ECM Trafficking and Tumor Invasion: The Hidden Role of Integrin-MAPK Signaling

The Extracellular Matrix: Tumor Architecture and a Barrier for Migration

The extracellular matrix (ECM) is a dense, intricate mesh of proteins and glycosaminoglycans, providing physical support and biochemical signals to tissues. In cancer biology, its role extends far beyond structural scaffolding. Tumor cells encounter the ECM as a double-edged sword: a pathway for survival and proliferation or a physical constraint to invasion. ECM remodeling, previously understood as protein degradation at the tumor-stroma interface, now reveals a new dynamic: internalization of ECM components by invasive cancer cells. This study uncovers the crucial players orchestrating ECM endocytosis and links this process to the invasive migration of carcinoma cells.

ECM internalization occurs through macropinocytosis—a process of engulfing extracellular fluid and materials into large vesicles—and this activity is markedly elevated in aggressive cancer phenotypes.
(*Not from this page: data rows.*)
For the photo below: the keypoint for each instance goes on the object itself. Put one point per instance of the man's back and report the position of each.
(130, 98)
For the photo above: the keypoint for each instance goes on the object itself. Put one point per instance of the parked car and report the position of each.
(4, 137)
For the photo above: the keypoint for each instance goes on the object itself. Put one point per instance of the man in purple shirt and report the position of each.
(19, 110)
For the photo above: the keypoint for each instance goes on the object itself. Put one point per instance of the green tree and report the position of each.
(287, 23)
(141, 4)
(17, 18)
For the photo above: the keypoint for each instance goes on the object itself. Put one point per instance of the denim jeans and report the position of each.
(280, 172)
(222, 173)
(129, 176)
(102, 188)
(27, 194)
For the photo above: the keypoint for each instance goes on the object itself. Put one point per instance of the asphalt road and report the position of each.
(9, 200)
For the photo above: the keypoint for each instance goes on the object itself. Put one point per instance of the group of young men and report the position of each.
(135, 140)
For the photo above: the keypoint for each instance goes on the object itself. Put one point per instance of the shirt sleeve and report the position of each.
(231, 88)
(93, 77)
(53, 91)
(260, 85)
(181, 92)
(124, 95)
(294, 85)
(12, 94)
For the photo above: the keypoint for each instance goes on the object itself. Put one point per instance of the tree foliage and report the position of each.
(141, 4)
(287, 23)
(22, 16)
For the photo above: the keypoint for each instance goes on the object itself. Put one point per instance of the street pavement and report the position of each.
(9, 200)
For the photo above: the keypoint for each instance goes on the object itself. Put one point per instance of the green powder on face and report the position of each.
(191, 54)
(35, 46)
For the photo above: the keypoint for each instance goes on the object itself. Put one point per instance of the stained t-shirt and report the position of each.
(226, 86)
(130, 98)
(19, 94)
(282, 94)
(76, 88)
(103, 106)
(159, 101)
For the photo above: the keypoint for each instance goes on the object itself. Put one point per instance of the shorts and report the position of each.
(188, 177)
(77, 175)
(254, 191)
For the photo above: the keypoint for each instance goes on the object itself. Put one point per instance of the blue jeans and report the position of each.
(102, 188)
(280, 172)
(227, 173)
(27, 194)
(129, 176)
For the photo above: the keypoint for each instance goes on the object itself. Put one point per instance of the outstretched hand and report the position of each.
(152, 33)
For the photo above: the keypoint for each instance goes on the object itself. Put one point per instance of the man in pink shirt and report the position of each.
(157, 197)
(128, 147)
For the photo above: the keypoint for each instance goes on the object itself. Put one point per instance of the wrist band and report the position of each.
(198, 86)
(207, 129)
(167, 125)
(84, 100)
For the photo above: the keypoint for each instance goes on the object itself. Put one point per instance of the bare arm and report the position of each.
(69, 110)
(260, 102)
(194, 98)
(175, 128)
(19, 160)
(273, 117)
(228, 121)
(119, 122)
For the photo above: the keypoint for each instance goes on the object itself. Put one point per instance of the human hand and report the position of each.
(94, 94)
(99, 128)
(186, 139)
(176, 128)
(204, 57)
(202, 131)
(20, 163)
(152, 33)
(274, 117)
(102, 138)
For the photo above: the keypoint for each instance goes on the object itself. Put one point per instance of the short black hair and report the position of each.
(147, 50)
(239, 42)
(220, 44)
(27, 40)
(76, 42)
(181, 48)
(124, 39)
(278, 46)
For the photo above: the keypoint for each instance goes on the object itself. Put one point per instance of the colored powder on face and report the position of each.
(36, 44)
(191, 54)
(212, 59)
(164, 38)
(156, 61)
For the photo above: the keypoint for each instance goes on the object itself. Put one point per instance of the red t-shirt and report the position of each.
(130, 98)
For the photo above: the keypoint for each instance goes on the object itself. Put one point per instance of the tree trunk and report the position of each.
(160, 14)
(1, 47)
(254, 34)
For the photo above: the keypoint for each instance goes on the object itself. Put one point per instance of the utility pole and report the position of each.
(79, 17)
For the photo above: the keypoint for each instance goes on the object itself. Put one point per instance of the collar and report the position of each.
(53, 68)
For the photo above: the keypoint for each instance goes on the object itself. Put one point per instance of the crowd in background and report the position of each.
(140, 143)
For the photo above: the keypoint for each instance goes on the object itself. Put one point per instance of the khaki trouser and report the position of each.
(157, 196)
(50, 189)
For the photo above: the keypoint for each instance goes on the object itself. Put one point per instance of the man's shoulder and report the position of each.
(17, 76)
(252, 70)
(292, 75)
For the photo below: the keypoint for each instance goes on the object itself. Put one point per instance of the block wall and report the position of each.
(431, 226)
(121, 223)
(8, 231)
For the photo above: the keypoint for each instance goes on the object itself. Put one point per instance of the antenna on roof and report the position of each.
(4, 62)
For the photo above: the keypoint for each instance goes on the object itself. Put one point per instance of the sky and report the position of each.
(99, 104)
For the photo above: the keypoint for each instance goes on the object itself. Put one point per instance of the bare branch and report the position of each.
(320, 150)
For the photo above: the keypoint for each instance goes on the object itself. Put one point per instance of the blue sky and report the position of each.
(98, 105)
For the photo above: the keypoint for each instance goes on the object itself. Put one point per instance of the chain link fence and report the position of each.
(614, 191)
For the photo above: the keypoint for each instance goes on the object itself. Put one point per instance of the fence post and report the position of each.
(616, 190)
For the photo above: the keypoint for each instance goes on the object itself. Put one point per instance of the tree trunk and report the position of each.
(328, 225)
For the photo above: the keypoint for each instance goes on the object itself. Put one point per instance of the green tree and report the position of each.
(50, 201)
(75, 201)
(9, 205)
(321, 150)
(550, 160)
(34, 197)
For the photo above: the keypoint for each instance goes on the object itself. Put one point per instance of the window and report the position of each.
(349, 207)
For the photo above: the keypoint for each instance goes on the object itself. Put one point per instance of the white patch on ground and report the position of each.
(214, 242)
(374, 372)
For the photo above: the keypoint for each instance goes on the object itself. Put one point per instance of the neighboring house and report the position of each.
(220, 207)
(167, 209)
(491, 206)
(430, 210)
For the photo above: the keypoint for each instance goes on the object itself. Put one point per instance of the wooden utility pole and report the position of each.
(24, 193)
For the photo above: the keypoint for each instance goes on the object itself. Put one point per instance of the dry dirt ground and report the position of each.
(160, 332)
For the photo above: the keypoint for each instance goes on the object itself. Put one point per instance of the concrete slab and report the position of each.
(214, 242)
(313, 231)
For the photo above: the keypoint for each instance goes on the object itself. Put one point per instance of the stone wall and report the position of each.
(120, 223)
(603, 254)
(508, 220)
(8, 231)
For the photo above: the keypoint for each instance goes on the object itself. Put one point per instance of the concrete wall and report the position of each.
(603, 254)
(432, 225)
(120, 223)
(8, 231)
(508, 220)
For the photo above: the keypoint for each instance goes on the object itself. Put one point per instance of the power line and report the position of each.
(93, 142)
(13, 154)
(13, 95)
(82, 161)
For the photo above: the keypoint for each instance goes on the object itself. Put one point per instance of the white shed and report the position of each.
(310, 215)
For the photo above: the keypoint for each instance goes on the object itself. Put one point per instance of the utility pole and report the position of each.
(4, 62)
Through a pioneering high-content screening assay, scientists identified key regulators, specifically components of the mitogen-activated protein kinase (MAPK) pathway, α2β1 integrin, and protein phosphatase 2A (PPP2R1A). These components coordinate ECM uptake, lysosomal degradation, and subsequent cancer cell migration across diverse in vitro and in vivo platforms. Their findings point to a central axis—α2β1 integrin-p38 MAPK signaling—that drives ECM internalization and promotes invasive behavior, offering new insight into tumor progression and chemoresistance.

High-Content Screening Reveals MAPK Kinases as ECM Uptake Regulators

To understand how ECM internalization is regulated, researchers developed a high-content live-cell imaging assay. This method overcame limitations of traditional 2D culture models, which often overlook ECM dynamics. ECM components were fluorescently tagged with a pH-sensitive dye, enabling real-time visualization of trafficking through acidic endosomal compartments. Cancer cells were cultured on ECM substrates like Matrigel, collagen I, and cell-derived matrices (CDM) to simulate the tumor microenvironment.

By screening a library of 948 kinases and phosphatases, the study identified key positive regulators of ECM uptake, including MAP3K1, MAPK11 (p38β), and PPP2R1A. Knockdown of these genes impaired the internalization of ECM-bound α2β1 integrin. Interestingly, further inhibition of the p38 MAPK pathway disrupted macropinocytosis entirely, suggesting a dependency on MAPK signaling for ECM endocytosis.

The study’s secondary validation of hits revealed consistent involvement of MAP3K1 (a MAPK kinase kinase) and MAPK11 in ECM uptake. MAP3K1 appeared to act upstream of p38 signaling, while PPP2R1A, a scaffolding subunit of protein phosphatase 2A, modulated ECM uptake via its phosphatase activity. Together, these findings underscored a signaling network where α2β1 integrin triggers p38 activation to promote ECM internalization, fueling invasive cancer cell behavior.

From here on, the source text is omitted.